‘World Of Girls’: The Y chromosome is shrinking, will men disappear from Earth?

Y chromosome decrease: The male sex-determining gene, the Y chromosome, is gradually shrinking and could disappear altogether, according to a study. The shrinking of the Y chromosome means a world in which only girls will be born unless a new sex-determining gene evolves. However, published research shows that spiny rats have already evolved a new male sex-determining gene, indicating a possible evolutionary path for humans.

A spiny rat, a rodent species native to Japan, has developed a new male-determining gene after completely losing its Y chromosome, researchers say. The study found that most of the genes on the Y chromosome in spiny rats had been relocated to other chromosomes.
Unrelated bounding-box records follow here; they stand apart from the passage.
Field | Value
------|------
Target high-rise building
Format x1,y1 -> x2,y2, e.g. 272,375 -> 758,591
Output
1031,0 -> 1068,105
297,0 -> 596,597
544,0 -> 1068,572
The researchers found a small DNA duplication near the SOX9 gene on chromosome 3, present in all male spiny rats but absent in females. This duplication appears to activate the SOX9 gene, taking over the role of the missing SRY gene in male development.

The study revealed that “the loss of the Y chromosome has not been fatal for the spiny rat; instead, it has adapted by finding an alternative way to determine sex.”

However, scientists speculate that “we could see the emergence of several distinct human species, each with its own unique sex-determination mechanism.”

Will men disappear from the Earth?

“The finding supports the alternative possibility that humans could evolve a new sex-determining gene. But it may not be that simple. Evolving a new sex-determining gene carries risks,” said Professor Jenny Graves.

“In the platypus, the XY pair is simply an ordinary chromosome with two identical members, suggesting that mammalian X and Y chromosomes were an ordinary pair of chromosomes not long ago,” he said.

“This in turn must mean that the Y chromosome has lost between 900 and 55 active genes over the 166 million years that humans and the platypus have been evolving separately. That is a loss of about five genes per million years. At this rate, the last 55 genes will be gone in 11 million years,” he added.